Exercises: Work through these to solidify the derivations above.
  1. Bellman derivation: Starting from $V^\pi(s) = \mathbb{E}_\pi[G_t | s_t=s]$ and $G_t = R_{t+1} + \gamma G_{t+1}$, derive the Bellman expectation equation by expanding the expectation over the first action and first transition.
  2. Contraction proof: Prove that the Bellman optimality operator is a $\gamma$-contraction. Start from the definition $\mathcal{T}[V](s) = \max_a \sum_{s'} P(s'|s,a)[R + \gamma V(s')]$ and show $|\mathcal{T}[V](s) - \mathcal{T}[V'](s)| \leq \gamma\|V - V'\|_\infty$.
  3. Baseline unbiasedness: Prove that subtracting any state-dependent baseline $b(s)$ from the return does not bias the policy gradient. Show that $\mathbb{E}_{a\sim\pi}[\nabla\log\pi(a|s) \cdot b(s)] = 0$.

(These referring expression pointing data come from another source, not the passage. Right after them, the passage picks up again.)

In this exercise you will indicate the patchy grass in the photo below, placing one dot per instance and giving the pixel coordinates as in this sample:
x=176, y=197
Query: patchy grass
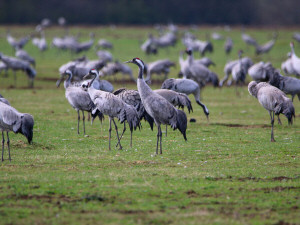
x=228, y=172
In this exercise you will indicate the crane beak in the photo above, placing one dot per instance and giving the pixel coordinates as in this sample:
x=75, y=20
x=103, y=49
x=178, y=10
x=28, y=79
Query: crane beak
x=58, y=82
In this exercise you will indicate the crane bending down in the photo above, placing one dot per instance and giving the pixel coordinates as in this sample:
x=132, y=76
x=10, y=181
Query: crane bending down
x=78, y=99
x=273, y=100
x=12, y=120
x=109, y=104
x=159, y=108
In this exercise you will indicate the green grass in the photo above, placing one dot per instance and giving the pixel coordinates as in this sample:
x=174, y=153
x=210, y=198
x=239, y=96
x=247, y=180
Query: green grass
x=228, y=172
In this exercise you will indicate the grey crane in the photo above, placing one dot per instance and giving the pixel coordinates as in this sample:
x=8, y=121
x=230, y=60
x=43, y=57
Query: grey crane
x=289, y=85
x=159, y=67
x=228, y=45
x=4, y=100
x=132, y=97
x=109, y=104
x=158, y=107
x=12, y=120
x=260, y=71
x=106, y=56
x=187, y=87
x=248, y=39
x=103, y=43
x=41, y=42
x=296, y=36
x=246, y=61
x=17, y=44
x=199, y=73
x=84, y=46
x=295, y=59
x=22, y=54
x=18, y=64
x=265, y=48
x=273, y=100
x=78, y=99
x=149, y=46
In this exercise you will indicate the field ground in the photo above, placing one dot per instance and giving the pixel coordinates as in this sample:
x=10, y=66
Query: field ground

  4. GAE limits: Verify that GAE with $\lambda=0$ gives the one-step TD advantage $\delta_t$, and with $\lambda=1$ gives the Monte Carlo advantage $G_t - V(s_t)$.
  5. PPO clipping analysis: For $\epsilon=0.2$, sketch the effective objective as a function of $r_t$ for both $\hat{A}_t > 0$ and $\hat{A}_t < 0$. Identify the regions where the gradient is zero.
  6. Coding challenge: Implement value iteration for a 5×5 gridworld with walls. Verify that your values converge and extract the optimal policy.